■dancyu2020年3月号 https://amzn.to/2Tdo841
は、恒例の日本酒特集「今の酒を知る。」だ。dancyu編集部には揚げ物好きな人とか、カレー好きな人とかいろいろいるけれども、中でも日本酒に関してはとてつもなく審美眼の高い人達が集まっている。これまで関わってきてそれだけは確かな話だ。だから、有名な銘柄ではなく、地方の蔵や若手の新しい取り組みなどを積極的に採り上げていた。
にもかかわらず、数年前の日本酒特集号でやられていた読者アンケートで、あなたが好きな日本酒は?という質問で、誰もが知っている有名な蔵が一位になっていて、ガックリきたものだ。その蔵の酒がよくないということでは、まったくない。でも、そのランキングをみると、dancyuが紹介してきたきらめくような小さな蔵や作り手はランクインしていなかった。日本酒ブームというけれど、けっきょくみんな、そんなにマニアックな世界には没入してないんだな~、と思ってしまったのだ。
それでもdancyu日本酒特集は攻め続けている。いいぞいいぞ、どうせdancyuしかないんだ、ガンガンやってくれ!
で、今回はひさしぶりにテイスターとしてお声がかかった。その特集名を聞いて納得である。
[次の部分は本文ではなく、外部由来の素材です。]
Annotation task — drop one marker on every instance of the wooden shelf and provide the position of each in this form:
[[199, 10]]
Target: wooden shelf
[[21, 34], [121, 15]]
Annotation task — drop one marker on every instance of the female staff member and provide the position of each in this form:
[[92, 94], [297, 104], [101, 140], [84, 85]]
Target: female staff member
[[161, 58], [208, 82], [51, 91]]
「「磨かない酒」新世紀」です。そう、一時の大吟醸ブームでは、精米歩合が低ければ低いほどすげえ、という風潮があった。華やかな吟醸香を競うようなフルーティーな酒の時代。
そこからいまは正反対の方向に振れた酒が盛り返して活きている。高い精米歩合なので「低精白」ということになる。しかも、蔵本自ら酒米を作っていたり、そうではないにしろ、米との付き合い方に特色がある酒を集めるという。
テイスティング会場にいって驚いた。
用意されてた酒、40本(笑)
じつはこの日、このティスティングを終えた後に、こんどは対談取材が待ち構えていた。だから、早い時間にこのテイスティングを実施して、すくなくとも1時間半はあけて酒を抜いてから対談という、むちゃな段取りを構えていたのである。
頑張ってどすどす試飲しました。
テイスターはそうそうたる面々です。日本酒のこと書かせたらこの人、の山同敦子さん、喜久酔の酒米農家であられる松下明弘さん、料理家で利き酒師でもある入江亮子さん、燗酒専門店「ひねもす」の雨宮明日香さん、玉子焼き専門店の小島英朗さん。そんで僕です。
詳しくは紙面を観ていただきたいのだけど、40本のなかからテイスターが「これは!」という上位の酒、上位ではなくても特色のある酒が掲載されている。
正直言うと、色んな意味でスゴい酒、荒々しい酒が出てくるだろうと思ったのだが、、、
「あら、、、」
「おお、、、」
なんか上品!
「どの蔵も、技術力が上がったのか、破綻がないですね」
という山同さんや入江さん。なるほどそういうことなのね。確かに、口に入れた瞬間に「ぐおっ」となってしまう酒はすくなかった(皆無ではなかったが、、、)。
そんな中で、自分のセレクトについては大笑いしてしまった。「これが好きだなぁ」という酒には高得点を着けていたのだけれども、ブラインドでの試飲すべて終わってからの答え合わせというか、どの酒がどこの蔵のものだったかというリストをみせてもらった時のこと。
あああああああああああああああああああああああああああ
けっきょく、俺がいつも美味しいと思って飲んでる酒ばっかりじゃんか!
特に僕がイチオシしたのはこれです。
これはホントに大笑い。だって取材受ける前にオレ、「そうですねぇ、好きな酒は、TとかFとか、あとは三重県の森喜酒造の「るみこの酒」かなあ。」って言ってるんだもん。バッチリ森喜酒造のお酒でした。40種のなかではこれが一番好きでした。あとは、「王録」や「奥播磨」の低精白もの。やっぱりオレって自分の味覚に保守的なんだな、と思ってしまった(笑)
ちなみにdancyu、この特集以外にむちゃくちゃ面白いページ多し。ぜひ買っておよみくださいませ。今年は日本酒がらみでいえば、業界内にはみんな伝わっているけど、大きな変化があるので、目が離せないことになるでしょう。